Roots of Polynomial over Finite Field - Characteristic Polynomial
I am currently trying to implement the Pollard Rho Algorithm using the speed-up with automorphisms applied to the Bitcoin curve Secp256k1. Hence I have the elliptic curve $y^2= x^3+7$ over a finite field with order $p$ such that $p\equiv 1 (mod) 6$, and with prime cardinality $l$.
Then we have an automorphism $\phi: E \to E$ with $(x,y) \mapsto (\xi_6 x, -y)$. Then there exists an integer $s_\phi$ s.t $\forall P \in E( \mathbb{F_{p}} )$ we have $\phi (P) = s_\phi P$. To find this $s_{\phi}$ we calculate the roots of the characteristic polynomial of $\phi$ modulo $l$.
This is the step is where I am working on. I calculate with this example of an elliptic curve over $p = 733387$ with $l = 734443$:
E = EllipticCurve(GF(733387), [0,0,0,0,7])

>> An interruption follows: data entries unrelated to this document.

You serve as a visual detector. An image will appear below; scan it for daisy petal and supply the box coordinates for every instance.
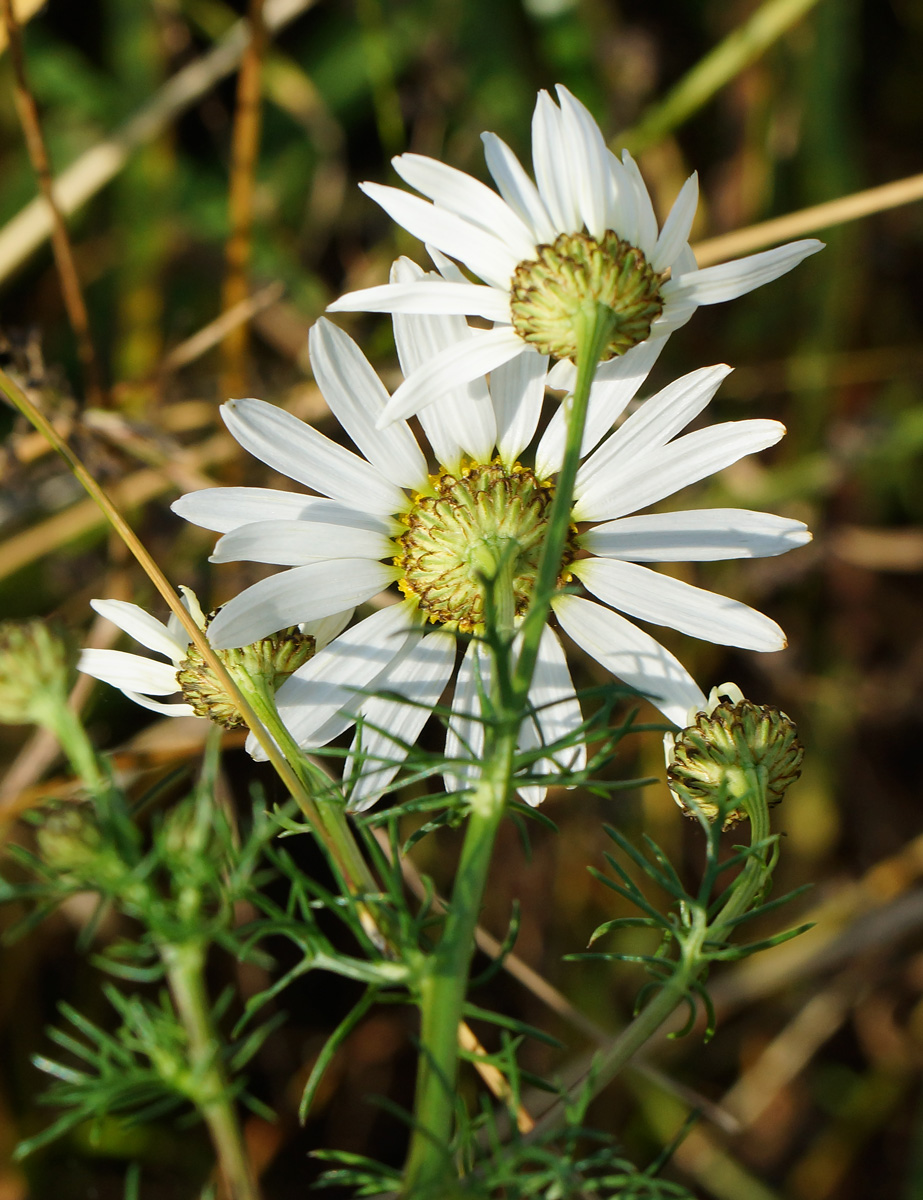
[209,521,394,566]
[528,91,583,232]
[552,595,705,728]
[651,172,699,274]
[209,558,397,650]
[580,509,811,563]
[574,420,785,521]
[359,184,520,289]
[90,600,188,667]
[170,487,389,533]
[343,630,455,812]
[221,400,403,516]
[382,326,535,427]
[661,238,823,304]
[494,353,549,467]
[308,318,427,488]
[391,154,535,259]
[573,558,786,652]
[276,602,414,746]
[77,649,180,696]
[391,258,497,463]
[326,278,510,324]
[481,133,557,243]
[443,642,491,792]
[519,625,587,806]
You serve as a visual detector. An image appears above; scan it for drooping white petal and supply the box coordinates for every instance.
[481,133,557,244]
[170,487,390,533]
[580,509,811,563]
[575,365,731,498]
[571,558,786,652]
[391,154,535,258]
[343,630,455,812]
[556,84,609,238]
[535,338,666,476]
[209,558,397,649]
[651,172,699,274]
[359,184,519,289]
[574,420,785,521]
[491,352,549,467]
[443,641,491,792]
[268,601,415,748]
[519,625,587,806]
[661,238,823,304]
[532,91,583,233]
[326,278,510,324]
[308,317,427,490]
[221,400,404,516]
[382,326,528,421]
[209,521,394,566]
[90,600,187,667]
[622,150,658,262]
[77,649,180,696]
[552,595,705,728]
[391,258,497,470]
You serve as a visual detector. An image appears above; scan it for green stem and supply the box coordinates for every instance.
[160,942,260,1200]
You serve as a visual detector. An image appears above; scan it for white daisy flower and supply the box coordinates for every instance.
[173,295,810,809]
[329,84,823,422]
[77,586,353,728]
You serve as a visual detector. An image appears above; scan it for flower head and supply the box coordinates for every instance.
[78,587,352,728]
[174,294,810,808]
[330,84,822,422]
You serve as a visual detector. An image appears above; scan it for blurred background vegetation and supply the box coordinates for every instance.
[0,0,923,1200]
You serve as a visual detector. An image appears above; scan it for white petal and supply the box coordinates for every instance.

$P$ and $Q$ are such that $Q = e * P$
P = E([117331 ,426853,1])
Q = E([614057 , 176740 , 1])
card = 734443 #(=the order of P)
k = GF(733387)
k2 = GF(734443)
primroot = k.zeta(6)
print primroot
output 164753 which is of order 6 as wanted in $\mathbb{F_{p}}$
print k(primroot^5+primroot^4+primroot^3+primroot^2+primroot+1)
Here I am not sure, but I think from the cyclotomic theory the minimal polynomial is $x^5+x^4+x^3+x^2+x+1$ for the primitve $6^{th}$ root of unity in $\mathbb{F_{p}}$ ?
since $s_{\phi}$ should be found as a root of the polynomial modulo $l$ I created it in the polynomial ring modulo $l$
Pk = PolynomialRing(k2, 'x')
print Pk
poly = (x^5+x^4+x^3+x^2+x+1)
print poly.roots()
print (poly.roots()[0][0]).parent()
here lies my problem. The root that sage outputs are:
[(-1/2*I*sqrt(3) + 1/2, 1), (1/2*I*sqrt(3) + 1/2, 1), (-1, 1), (-1/2*I*sqrt(3) - 1/2, 1), (1/2*I*sqrt(3) - 1/2, 1)]
I tried to check different questions in the forum and saw that the parent of my root is a Symbolic Ring, but I don't know what to do about it. And I can't continue calculating with my possible $s_{\phi}$. And I need my $s_{\phi}$ to continue the steps in the Pollard Rho algorithm.
My source for this is the "Handbook of Elliptic and Hyperelliptic Curve Cryptography" section 15.2.1.
I would be happy for any advice of maybe different souces that treat this algorithm.